Diabetes Metab J > Volume 37(6); 2013 > Article
Kim: Metformin Based Dual-Combination Therapies in Drug Naïve Type 2 Diabetic Patients
There is an explosive growth of type 2 diabetes mellitus (T2DM) in South Korea. According to Korea National Health and Nutritional Examination Survey performed in 2011, the prevalence of diabetes among the population of 30 years and old is 12.4%, and the number of patients with T2DM is expected to reach 6 million by 2050 [1].

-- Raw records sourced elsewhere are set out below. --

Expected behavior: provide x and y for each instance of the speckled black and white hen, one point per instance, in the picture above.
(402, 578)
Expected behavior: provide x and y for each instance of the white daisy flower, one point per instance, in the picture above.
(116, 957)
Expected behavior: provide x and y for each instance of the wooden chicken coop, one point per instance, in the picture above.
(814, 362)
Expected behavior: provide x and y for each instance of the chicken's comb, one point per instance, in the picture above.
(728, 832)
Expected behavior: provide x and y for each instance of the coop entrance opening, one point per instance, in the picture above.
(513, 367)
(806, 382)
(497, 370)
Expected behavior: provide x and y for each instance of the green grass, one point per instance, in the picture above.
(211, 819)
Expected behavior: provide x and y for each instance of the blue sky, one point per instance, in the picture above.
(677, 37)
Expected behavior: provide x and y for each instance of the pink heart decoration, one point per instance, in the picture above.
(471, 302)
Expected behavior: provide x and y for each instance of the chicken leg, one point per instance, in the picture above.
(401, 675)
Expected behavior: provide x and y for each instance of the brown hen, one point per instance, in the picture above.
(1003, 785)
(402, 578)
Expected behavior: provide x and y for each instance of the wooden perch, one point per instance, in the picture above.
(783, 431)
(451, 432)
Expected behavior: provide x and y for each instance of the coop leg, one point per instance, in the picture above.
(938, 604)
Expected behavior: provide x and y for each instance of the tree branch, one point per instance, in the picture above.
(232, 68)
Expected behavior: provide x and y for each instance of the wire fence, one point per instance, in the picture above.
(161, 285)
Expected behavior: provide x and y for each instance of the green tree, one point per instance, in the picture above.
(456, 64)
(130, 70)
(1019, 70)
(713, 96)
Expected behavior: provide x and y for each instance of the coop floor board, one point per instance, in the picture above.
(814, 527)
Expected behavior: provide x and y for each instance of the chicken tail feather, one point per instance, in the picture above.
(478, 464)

Through studies such as UK Prospective Diabetes Study, it has been well established that aggressive glycemic control in patients with newly diagnosed T2DM reduces microvascular and macrovascular complications of the disease [2]. Therefore, it is important to diagnose and treat T2DM in early phase. Several institutions have suggested target glycemic goals-for instance, American Diabetes Association (ADA) has recommended glycated hemoglobin (HbA1c) to be controlled below 7% and stated that it should be maintained as close to normal level as possible in patients with short duration of T2DM, long life expectancy, and no cardiovascular disease [3,4]. Korean Diabetes Association (KDA) has recommended HbA1c below 6.5% as target glycemic goal [5]. In general, a regimen of single oral hypoglycemic agent reduces HbA1c by approximately 1.5%; therefore, a combination therapy is recommended as initial management in HbA1c greater than 8% [3-7]. The benefits of early combination therapy includes reduced glucotoxicity to β-cells through early normalization of blood glucose, reduced exposure time to hyperglycemia, and simultaneous blocking of multiple pathophysiology of T2DM [5,6].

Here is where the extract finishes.